Breast cancer is rising in India. It has surpassed cervix cancer as the number one cancer among women. In India, 33.2 women have breast cancer per 100,000 population compared with cervical cancer found in 15.4 women per 100,000 population.

Doctors in AIIMS receive more than 100 new cases of breast cancer in a month and nearly 70% of the women reach in advance stages of the condition. "Self-examination is the key.

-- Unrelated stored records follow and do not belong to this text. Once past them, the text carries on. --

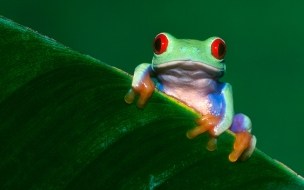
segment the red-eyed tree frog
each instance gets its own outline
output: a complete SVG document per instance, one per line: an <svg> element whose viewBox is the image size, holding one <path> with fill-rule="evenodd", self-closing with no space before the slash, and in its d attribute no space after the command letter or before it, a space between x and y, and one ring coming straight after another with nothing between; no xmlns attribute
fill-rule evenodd
<svg viewBox="0 0 304 190"><path fill-rule="evenodd" d="M135 68L132 88L125 96L131 104L140 95L137 107L143 109L157 88L199 112L197 126L186 136L193 139L209 132L207 149L216 149L217 137L230 129L236 135L229 160L246 160L255 148L256 138L251 135L251 121L244 114L234 115L232 87L219 79L226 71L224 56L226 44L219 37L205 41L177 39L168 33L158 34L153 41L152 64L142 63Z"/></svg>

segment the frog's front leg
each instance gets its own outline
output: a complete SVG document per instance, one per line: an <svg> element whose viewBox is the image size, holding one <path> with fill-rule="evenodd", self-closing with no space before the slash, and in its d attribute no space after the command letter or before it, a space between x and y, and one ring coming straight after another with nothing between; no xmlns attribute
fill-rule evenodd
<svg viewBox="0 0 304 190"><path fill-rule="evenodd" d="M128 104L133 103L136 95L140 95L137 101L137 107L143 109L147 100L150 98L154 91L154 83L151 80L153 76L151 64L142 63L135 68L132 88L125 96L125 102Z"/></svg>
<svg viewBox="0 0 304 190"><path fill-rule="evenodd" d="M229 160L235 162L238 158L242 161L248 159L254 151L256 138L251 135L251 121L244 114L234 116L230 130L235 133L234 150L229 155Z"/></svg>
<svg viewBox="0 0 304 190"><path fill-rule="evenodd" d="M220 114L218 116L212 114L203 115L196 121L198 126L187 132L187 137L193 139L201 133L208 131L209 141L206 148L210 151L216 149L216 138L229 129L234 115L231 85L229 83L221 83L219 84L219 89L222 98Z"/></svg>
<svg viewBox="0 0 304 190"><path fill-rule="evenodd" d="M211 114L202 116L195 121L197 127L187 132L187 137L189 139L194 139L198 135L208 131L209 141L206 148L209 151L214 151L216 149L217 136L213 133L213 131L214 127L219 123L220 119L221 118L219 116L214 116Z"/></svg>

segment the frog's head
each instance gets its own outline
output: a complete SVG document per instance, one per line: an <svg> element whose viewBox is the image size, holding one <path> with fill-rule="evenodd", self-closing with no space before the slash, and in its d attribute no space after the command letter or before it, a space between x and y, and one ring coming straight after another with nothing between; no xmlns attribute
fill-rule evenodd
<svg viewBox="0 0 304 190"><path fill-rule="evenodd" d="M203 70L215 78L220 78L226 70L226 45L219 37L198 41L177 39L168 33L160 33L154 39L153 49L154 71L178 67L185 70Z"/></svg>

Majority of cases come to us having developed lumps in both the breasts without having realised it," says Dr Julka.

TEST: Ultrasound and mammography


Despite running for 45 minutes daily, Hema Bajaj, 33, started to gain weight. An active person, Bajaj realised something was wrong when she started getting breathless while climbing the stairs to her third-floor Delhi home. On a family trip to Uttarakhand, she could barely walk up a mountain.

"I got a thyroid test done as soon as I returned. As suspected, my levels were high. I then realised that there were symptoms - exhaustion, lethargy and swollen feet - which I had been ignoring," says Bajaj.

Hypothyroidism affects the body's metabolic rate. Swelling around the face, legs and other body parts is common. Hair loss, fatigue, unusual weight gain, constipation, depression or decreased concentration may occur. Symptoms, however, go away once treatment begins.

Hema Bajaj, 33, started to gain weight two years ago. After tests, she found out she had hypothyroidism. (Saumya Khandelwal/HT photo)

"An average weight gain due to hypothyroid is about two to three kgs only, and I have seen people use it as an excuse to not exercise," says Dr Sujeet Jha, director, institute of endocrinology, diabetes and metabolism, Max Healthcare.

TEST: TSH, T3 and T4 levels in the blood


When the feelings of listlessness, guilt, low-self-worth, sleeplessness and appetite loss (or gain) persist, it's time to seek help.

"It is very important for women to have ways and means of extracting the most. Learning and utilising basic time management skills can help them manage their time effectively, enabling them to give their best to work, family and themselves," says Dr Samir Parikh, director, mental health and behavioural science, Fortis Hospital.